A nine year old boy from Wakefield who has spent his whole life having weekly blood tests got to find out what happens to his blood samples thanks to a charity scheme.
Thomas Pickard was the first person to be invited to Pinderfields Hospital pathology lab under an initiative called Harvey’s Gang.
The scheme was formed to allow young people with long-term health conditions and needle phobias to visit medical laboratories and see what happens to their blood.
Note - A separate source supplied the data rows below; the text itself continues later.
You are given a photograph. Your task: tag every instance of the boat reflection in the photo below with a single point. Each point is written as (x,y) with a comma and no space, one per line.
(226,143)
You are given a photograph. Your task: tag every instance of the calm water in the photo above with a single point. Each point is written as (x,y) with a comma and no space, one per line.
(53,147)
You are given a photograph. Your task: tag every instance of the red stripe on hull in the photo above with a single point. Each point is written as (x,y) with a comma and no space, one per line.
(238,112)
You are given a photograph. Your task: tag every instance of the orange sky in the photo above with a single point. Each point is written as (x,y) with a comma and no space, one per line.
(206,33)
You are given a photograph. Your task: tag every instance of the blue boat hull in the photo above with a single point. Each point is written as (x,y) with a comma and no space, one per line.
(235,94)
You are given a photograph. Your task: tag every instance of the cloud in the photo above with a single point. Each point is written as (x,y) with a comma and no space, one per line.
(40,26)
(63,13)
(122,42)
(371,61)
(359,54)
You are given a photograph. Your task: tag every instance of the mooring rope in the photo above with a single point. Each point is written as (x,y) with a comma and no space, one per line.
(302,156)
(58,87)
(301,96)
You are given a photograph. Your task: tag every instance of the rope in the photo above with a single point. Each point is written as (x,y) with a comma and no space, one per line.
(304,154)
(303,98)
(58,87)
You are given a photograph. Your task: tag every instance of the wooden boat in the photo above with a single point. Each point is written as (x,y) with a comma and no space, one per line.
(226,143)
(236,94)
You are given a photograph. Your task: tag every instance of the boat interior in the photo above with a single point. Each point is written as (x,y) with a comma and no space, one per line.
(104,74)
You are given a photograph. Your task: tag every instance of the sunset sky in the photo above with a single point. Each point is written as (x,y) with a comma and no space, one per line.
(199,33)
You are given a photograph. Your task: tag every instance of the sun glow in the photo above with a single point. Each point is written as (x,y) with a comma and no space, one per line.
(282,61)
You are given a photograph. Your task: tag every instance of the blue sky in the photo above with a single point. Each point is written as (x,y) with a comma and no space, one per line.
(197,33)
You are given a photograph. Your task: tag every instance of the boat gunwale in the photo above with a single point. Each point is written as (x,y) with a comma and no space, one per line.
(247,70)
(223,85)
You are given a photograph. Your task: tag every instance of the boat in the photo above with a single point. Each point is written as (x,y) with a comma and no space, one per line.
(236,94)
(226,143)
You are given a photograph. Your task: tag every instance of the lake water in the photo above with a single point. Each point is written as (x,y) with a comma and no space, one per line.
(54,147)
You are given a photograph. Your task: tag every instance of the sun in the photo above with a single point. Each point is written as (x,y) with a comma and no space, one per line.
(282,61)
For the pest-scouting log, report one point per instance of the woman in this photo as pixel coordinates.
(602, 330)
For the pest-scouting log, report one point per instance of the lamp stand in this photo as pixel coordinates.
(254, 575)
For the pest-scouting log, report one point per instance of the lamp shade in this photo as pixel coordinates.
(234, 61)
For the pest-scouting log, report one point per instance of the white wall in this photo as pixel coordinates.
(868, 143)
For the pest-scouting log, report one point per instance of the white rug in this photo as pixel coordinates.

Thomas was diagnosed with Kawasaki Disease at just five months old, which led to him developing a coronary aneurism. He now takes warfarin to thin his blood every day and monitors his blood weekly to ensure that his levels of warfarin are accurate to maintain his health.
Thomas said: “Going round the lab was good. There were footprints on the floor I had to follow which is the way the blood goes round the lab. I got to go in a big fridge where they keep all the blood and look down a microscope at some blood cells. They were all purple.
“I also got to wear a lab coat so I looked like a scientist – they let me keep it.”
Thomas’ parents have now been trained to be able to test his blood at home which makes life a little easier for the family.
Iain Woodrow, a clinical biochemist at the Mid Yorkshire Hospitals NHS Trust, organised the Harvey’s Gang trip for Thomas.
He said: “I’m delighted to see how much Thomas and his family enjoyed the trip around the lab.
“People never usually get to see what happens once their blood sample is collected and I think this helps children to visualise where the sample goes and what is done to it in order for us to get the results we need.
“We are very keen to organise more trips for children with Harvey’s Gang and are looking at the possibility of getting some of the inpatients on the children’s ward to come along too.”
Harvey’s Gang began because a little boy called Harvey Buster Baldwin, who was being treated for acute myeloid leukaemia, at Worthing Hospital. Harvey was curious to see where his blood went when it was tested, why it needed to be done so many times, and how it would help the hospital staff to decide what blood he needed as part of his treatment.
Sadly, Harvey passed away in October 2014, but his curiosity and the visit that followed inspired the chief haematology biomedical scientist at Worthing, Malcolm Robinson, to start what is now a national initiative, currently taken up by more than 40 hospitals, to increase the involvement and knowledge of patients and their families in the laboratory aspects of their treatment.